La Coupe d’Asie féminine n’aura pas été qu’une affaire de football pour l’équipe d’Iran. Battue dimanche par les Philippines (2-0) sur la Gold Coast, la sélection iranienne quitte la compétition dès la phase de groupes, dans un climat d’angoisse et d’incertitudes, alors que son pays est plongé dans la guerre depuis les frappes menées le 28 février par les États-Unis et Israël.
Arrivées en Australie avant l’escalade militaire, les joueuses iraniennes ont disputé le tournoi dans un contexte hors norme. Sur le terrain, le parcours a été difficile : battues d’entrée par la Corée du Sud, puis largement dominées par l’Australie (4-0), elles devaient impérativement battre les Philippines pour espérer atteindre les quarts de finale et prolonger leur séjour d’au moins une semaine. La marche s’est révélée trop haute. Avec trois défaites en trois matches, l’aventure asiatique s’arrête dès le premier tour.
Mais au-delà du résultat sportif, c’est surtout la situation politique qui a attiré l’attention autour de l’équipe iranienne. Lors du premier match, les joueuses étaient restées silencieuses pendant l’hymne national, un geste diversement interprété : une forme de protestation pour certains, un signe de deuil face à la guerre pour d’autres. L’équipe n’a jamais clarifié ce silence. Lors des rencontres suivantes, les joueuses ont chanté l’hymne et salué le drapeau avant le coup d’envoi.
Des inquiétudes en Australie
Dans le même temps, les inquiétudes concernant la sécurité des joueuses ont suscité plusieurs initiatives en Australie.
L’Australian Iranian Councila écrit au ministre australien de l’Intérieur, Tony Burke, pour demander que les joueuses soient protégées pendant leur séjour en Australie. L’organisation a également lancé une pétition en ligne qui avait recueilli plus de 50 000 signatures avant le coup d’envoi du dernier match. Les signataires demandent aux autorités australiennes de veiller à ce qu’aucune joueuse ne soit contrainte de quitter le pays tant que des craintes sérieuses pour leur sécurité subsistent.

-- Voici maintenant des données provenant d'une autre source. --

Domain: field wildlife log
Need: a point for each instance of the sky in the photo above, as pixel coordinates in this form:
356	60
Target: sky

Les joueuses, elles, ont pour la plupart évité de commenter la situation politique. L’attaquante Sara Didar a toutefois laissé transparaître l’émotion lors d’une conférence de presse, retenant ses larmes en évoquant l’inquiétude pour leurs familles et leurs proches restés en Iran.
Un retour au pays sous tension
Après la rencontre face aux Philippines, le départ de l’équipe du stade a même été brièvement retardé par des manifestants scandant « let them go ». Malgré ces appels, la sélection semble privilégier un retour rapide au pays. « Nous voulons revenir en Iran dès que possible », a déclaré la sélectionneuse Marziyeh Jafari, citée par l’agence Australian Associated Press. « Je veux être avec mon pays et chez moi. Nous sommes impatientes de rentrer. »
La ministre australienne des Affaires étrangères, Penny Wong, a pour sa part exprimé la solidarité de l’Australie envers les joueuses iraniennes, évoquant notamment l’échange de maillots avec la sélection australienne, « un moment très émouvant ».
Pour les Iraniennes, cette Coupe d’Asie se termine donc comme elle avait commencé : entre football et politique, entre terrain et tumulte du monde — et avec une question en suspens, bien au-delà du sport : celle du retour à la maison.